Em ato de solidariedade ao povo venezuelano, PCO defende armamento da população contra a ofensiva do imperialismo

maduro

Cerca de 200 pessoas, entre militantes, ativistas, intelectuais, artistas, embaixadores e representantes de partidos de esquerda participaram de um importante ato de solidariedade ao povo venezuelano e de apoio ao presidente Nicolás Maduro, reeleito presidente da Venezuela pela esmagadora maioria da população, para mais um mandato popular. O evento ocorreu na Embaixada do país bolivariano, em Brasília, na manhã de quinta-feira, dia 10 de janeiro.

O ato marcou o apoio do ativismo de esquerda da capital brasileira ao presidente Maduro, onde os diversos oradores enfatizaram, não só a importância da solidariedade ao povo venezuelano, como a necessidade de uma ampla unidade dos povos latino-americanos em defesa da soberania, da auto-determinação e da autonomia da livre decisão do eleitorado do país vizinho, que conferiu mais um mandato ao herdeiro do presidente Hugo Chavez.

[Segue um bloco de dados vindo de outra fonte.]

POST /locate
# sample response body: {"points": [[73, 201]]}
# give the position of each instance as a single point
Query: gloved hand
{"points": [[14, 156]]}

Todas as intervenções foram unânimes em condenar as ameaças e os insultos do imperialismo norte-americano contra o governo popular de Nicolás Maduro, em particular as ameaças de intervenção militar contra a nação bolivariana. Os embaixadores de Cuba e da Nicarágua presentes ao ato enfatizaram que seus países também estão sendo vítimas neste momento da mesma política de agressões e ameaças por parte do governo direitista de Donald Trump, que se materializa através de conspirações e sabotagens, com o objetivo claro de desestabilizar os regimes e governos que se opõem ao imperialismo na região. O embaixador cubano atacou duramente os Estados Unidos pelas ações de embargo econômico que o imperialismo mantém há várias décadas contra a ilha socialista caribenha. Exaltou também as conquistas da revolução cubana, que acaba de completar 60 anos.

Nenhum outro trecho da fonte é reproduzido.